Why use this method of calculation? In this equation, the hash value is related to the value of each character, and each position is multiplied by a different value, and the hash value is also related to the position of each character. The use of 31 is probably because of two reasons, on the one hand can produce more scattered hash, that is, different string hash value is also generally different, on the other hand, the computational efficiency is higher, 31*h and 32*h-h namely (H<<5)-h equivalent, you can use more efficient shift and subtraction operation instead of multiplication operation.

In Java, the general use of the above ideas to achieve hashcode.

Regular expressions

In the string class, there are methods that accept not ordinary string arguments, but regular expressions, and what are regular expressions? It can be understood as a string, but the expression is a rule, generally used for text matching, find, replace, and so on, regular expression has a rich and powerful function, is a relatively large topic, we will be introduced separately in the following chapters.

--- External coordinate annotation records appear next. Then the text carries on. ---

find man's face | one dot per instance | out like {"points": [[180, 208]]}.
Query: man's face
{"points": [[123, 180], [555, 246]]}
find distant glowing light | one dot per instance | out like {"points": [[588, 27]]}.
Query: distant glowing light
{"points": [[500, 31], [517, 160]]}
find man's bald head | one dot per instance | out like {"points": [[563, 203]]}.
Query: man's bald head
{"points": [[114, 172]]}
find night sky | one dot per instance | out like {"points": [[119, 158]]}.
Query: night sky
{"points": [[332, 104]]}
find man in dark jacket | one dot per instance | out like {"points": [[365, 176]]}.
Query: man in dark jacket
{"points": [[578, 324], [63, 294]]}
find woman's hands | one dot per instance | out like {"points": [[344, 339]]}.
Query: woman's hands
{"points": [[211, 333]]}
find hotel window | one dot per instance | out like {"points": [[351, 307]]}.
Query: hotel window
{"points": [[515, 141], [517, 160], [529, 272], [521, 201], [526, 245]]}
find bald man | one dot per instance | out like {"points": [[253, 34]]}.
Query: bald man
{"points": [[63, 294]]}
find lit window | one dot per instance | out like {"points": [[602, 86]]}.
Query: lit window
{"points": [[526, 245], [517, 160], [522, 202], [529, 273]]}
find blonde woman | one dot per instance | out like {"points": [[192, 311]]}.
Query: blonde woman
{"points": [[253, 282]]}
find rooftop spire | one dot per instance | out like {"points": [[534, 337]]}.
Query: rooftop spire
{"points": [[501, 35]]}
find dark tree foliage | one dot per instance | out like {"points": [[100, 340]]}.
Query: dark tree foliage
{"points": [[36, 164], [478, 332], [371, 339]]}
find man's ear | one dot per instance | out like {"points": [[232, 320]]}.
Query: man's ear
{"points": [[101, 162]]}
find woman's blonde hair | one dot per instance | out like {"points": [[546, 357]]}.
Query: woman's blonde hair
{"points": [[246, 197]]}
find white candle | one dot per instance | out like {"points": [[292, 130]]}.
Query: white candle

There are specialized classes such as pattern and matcher for regular expressions in Java, but for simple cases, the string class provides a more concise operation, and the methods for accepting regular expressions in string are:

Delimited string

Public

Check if matches

 Public Boolean matches (String regex)

String substitution

 Public string Replacefirst (string regex, string replacement)  Public

Summary

In this section, we introduce the String class, introduce its basic usage, internal implementation, code conversion, analyze its immutability, constant string, and hashcode implementation.

In this section, we mention that in the frequent string modification operations, the string class is less efficient, and we mention the StringBuilder and StringBuffer classes. We also see that the string can be manipulated directly using + and + =, and behind them is the StringBuilder class.

Let's take a look at these two classes in the next section.

----------------

To be continued, check out the latest articles, please pay attention to the public number "old Horse Programming" (Scan the QR code below), from the introduction to advanced, in layman's words, Lao Ma and you explore the nature of Java programming and computer technology. Write attentively, original articles, and keep all copyrights.

-----------

Related high Praise original article

Computer Program Thinking Logic (6)-How to recover from garbled characters (top)?

Thinking Logic of computer program (7)-How to recover from garbled characters (bottom)?

Logic of the computer program (8)-the true meaning of char

Thinking Logic of computer program (28)-Profiling wrapper class (bottom)

Thinking Logic of computer programs (29)-parsing string

Contact Us

The content source of this page is from Internet, which doesn't represent Alibaba Cloud's opinion; products and services mentioned on that page don't have any relationship with Alibaba Cloud. If the content of the page makes you feel confusing, please write us an email, we will handle the problem within 5 days after receiving your email.

If you find any instances of plagiarism from the community, please send an email to: info-contact@alibabacloud.com and provide relevant evidence. A staff member will contact you within 5 working days.

A Free Trial That Lets You Build Big!

Start building with 50+ products and up to 12 months usage for Elastic Compute Service

  • Sales Support

    1 on 1 presale consultation

  • After-Sales Support

    24/7 Technical Support 6 Free Tickets per Quarter Faster Response

  • Alibaba Cloud offers highly flexible support services tailored to meet your exact needs.